User, Purpose, Context

Stupid simple software design communication.

User: A person.
Purpose: The person’s goals and desires.
Context: The environment and situation that the person is in.

If you change the user, the interface changes.
If you change the purpose, the interface changes.
If you change the context, the interface changes.

Starting Scenario

User: A qualified driver
Purpose: Go from point A to point B
Context: Over land
Interface: Car

Change The User

User: A licensed pilot
Purpose: Go from point A to point B
Context: Over land
Interface: Plane

Change The Purpose

User: A qualified driver
Purpose: Go from point A to point C
Context: Over land
Interface: Bicycle

Change The Context

Change the context.

User: A qualified driver
Purpose: Go from point A to point B
Context: Over water
Interface: Boat

How To Use

Apply this model before starting on interface sketches, wireframes or prototypes. It’s OK if it’s initially wrong and you start with assumptions…
as long as you verify your assumptions with research.

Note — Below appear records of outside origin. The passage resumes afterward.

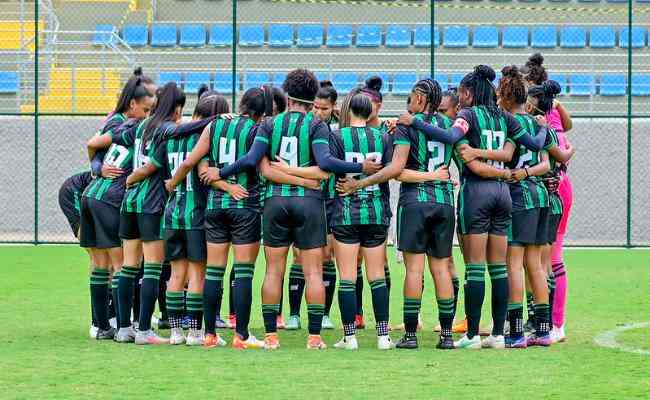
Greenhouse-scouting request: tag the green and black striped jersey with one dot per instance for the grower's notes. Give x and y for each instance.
(119, 155)
(290, 136)
(529, 193)
(186, 205)
(230, 140)
(368, 206)
(426, 155)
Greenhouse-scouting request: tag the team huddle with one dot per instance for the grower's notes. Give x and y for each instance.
(166, 200)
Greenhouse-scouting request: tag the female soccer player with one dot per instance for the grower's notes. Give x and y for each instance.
(102, 198)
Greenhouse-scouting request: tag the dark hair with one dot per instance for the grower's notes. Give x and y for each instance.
(133, 90)
(535, 71)
(361, 106)
(301, 84)
(479, 83)
(512, 86)
(327, 91)
(544, 94)
(372, 87)
(432, 91)
(170, 97)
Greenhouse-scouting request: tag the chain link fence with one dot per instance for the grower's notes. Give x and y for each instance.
(63, 62)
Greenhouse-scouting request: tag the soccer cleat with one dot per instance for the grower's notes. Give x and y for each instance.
(271, 341)
(125, 335)
(385, 343)
(177, 336)
(327, 322)
(251, 343)
(293, 323)
(315, 342)
(407, 342)
(467, 343)
(213, 340)
(107, 334)
(493, 342)
(149, 337)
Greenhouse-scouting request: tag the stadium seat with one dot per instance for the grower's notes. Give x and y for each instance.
(640, 85)
(613, 85)
(344, 82)
(251, 36)
(582, 85)
(256, 79)
(135, 35)
(638, 37)
(194, 80)
(9, 82)
(544, 37)
(602, 37)
(486, 37)
(310, 36)
(103, 35)
(220, 36)
(339, 36)
(369, 36)
(193, 36)
(515, 37)
(403, 82)
(398, 36)
(163, 35)
(456, 37)
(280, 36)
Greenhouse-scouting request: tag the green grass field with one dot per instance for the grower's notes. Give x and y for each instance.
(45, 351)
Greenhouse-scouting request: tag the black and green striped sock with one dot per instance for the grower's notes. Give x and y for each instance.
(99, 296)
(149, 294)
(243, 296)
(499, 281)
(212, 291)
(125, 290)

If you’re simply telling a story of the sketches, wireframes or prototype, use this model as your introduction before revealing them to people. It primes everyone. It creates common ground. Wondrous things will happen. It’s a framework to tell a product story. Again, though, be sure to have a disclaimer that it needs to be tested and verified against research.

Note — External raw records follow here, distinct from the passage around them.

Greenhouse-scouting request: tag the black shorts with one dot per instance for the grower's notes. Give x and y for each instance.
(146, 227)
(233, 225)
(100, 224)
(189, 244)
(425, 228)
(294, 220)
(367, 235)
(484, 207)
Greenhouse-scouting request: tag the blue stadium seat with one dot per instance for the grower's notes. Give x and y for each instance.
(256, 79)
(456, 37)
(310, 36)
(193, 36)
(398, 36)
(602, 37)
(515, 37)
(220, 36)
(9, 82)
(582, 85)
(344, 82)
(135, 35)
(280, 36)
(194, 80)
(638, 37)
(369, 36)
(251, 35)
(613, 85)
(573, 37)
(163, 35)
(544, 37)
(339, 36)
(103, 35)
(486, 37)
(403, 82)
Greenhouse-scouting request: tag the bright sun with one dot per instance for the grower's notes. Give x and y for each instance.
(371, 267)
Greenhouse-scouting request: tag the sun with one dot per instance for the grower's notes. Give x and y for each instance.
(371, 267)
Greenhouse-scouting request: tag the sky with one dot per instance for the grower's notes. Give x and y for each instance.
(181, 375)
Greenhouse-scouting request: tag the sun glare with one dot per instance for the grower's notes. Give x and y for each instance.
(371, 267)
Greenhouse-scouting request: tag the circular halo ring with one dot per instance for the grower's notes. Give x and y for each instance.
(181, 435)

Guerrilla testing is better than none.

Why Use It?

  • To keep it simple. To focus.
  • To more easily spot assumptions that would destroy the product.
  • To ensure the core of the product stays true to 80% of the people that will use it.
  • To keep people, and yourself, focused on the core of the product or page.
  • To prevent feature creep.
  • To more easily communicate the intentions of an interface (product).
  • To communicate your design decisions effectively, with confidence, and without overhead.
  • To expand your design/UX arsenal.
  • To help give design equal respect among business and technology requirements.
  • To provide and create a common language that builds common ground towards a shared vision.
  • To avoid over-complicated models that aren't realistic when working on multidisciplinary teams in tight timelines or rapid development cycles.
  • To keep you humble.

When To Use It

  • When you want to try something new.
  • When you recognize not everyone is on the same page.
  • When you want to build a story to introduce new design concepts.
  • When you've exhausted everything else to prevent feature creep.
  • When you’re working with people who are very attached to the existing, standard way’s of doing things.
  • When people are arguing on details that don’t really matter to the overall user experience. (buttons on the left or right?)